You are an analyst in charge of valuing common stocks. You have been asked to value two stocks. The first stock NEW Inc. just paid a dividend of $6.00. The dividend is expected to increase by 50%, 30%, 15%, 10% and 5% per year respectively in the next five years. Thereafter the dividend will increase by 3% per year in perpetuity.

a) Calculate NEWs expected dividend for t = 1, 2, 3, 4, 5, and 6. The required rate of return for New Stock is 10% compounded annually,

b) What is NEWs stock price?

The second stock is OLD Inc. OLD will pay its first dividend of $12 in 5 years. The dividend will increase by 20% per year for the following 3 years after its first dividend payment. Thereafter the dividend will increase by 2% per year in perpetuity.

c) Calculate OLDs expected dividend for t = 1, 2, 3, 4, 5, 6, 7, 8 and 9. The required rate of return for Old Stock is 10% compounded annually,

d) What is OLDs stock price?

Now assume that both stocks have a required rate of return of 40% per year for the first 6 years, 20% per year for the following 5 years, and thereafter the required rate of return will be 10%.

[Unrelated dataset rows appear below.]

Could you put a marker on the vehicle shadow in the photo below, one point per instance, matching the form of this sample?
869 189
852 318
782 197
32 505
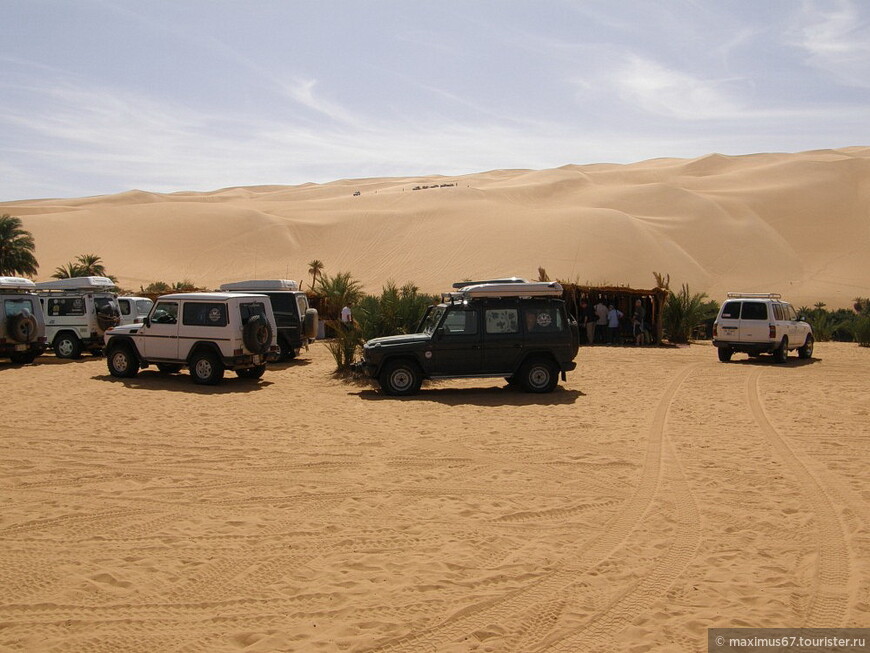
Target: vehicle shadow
792 362
500 396
154 380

  1. e) What is NEWs stock price?

  2. f) What is OLDs stock price?

(Hint: you may need to forecast more dividends than you did in parts a, and c.)

Note you cannot use the NPV function to immediately value the stocks at time 0, as the required rate of return changes during the forecast period.

Note: All calculations should be rounded to the nearest cent. That is 2 decimal places.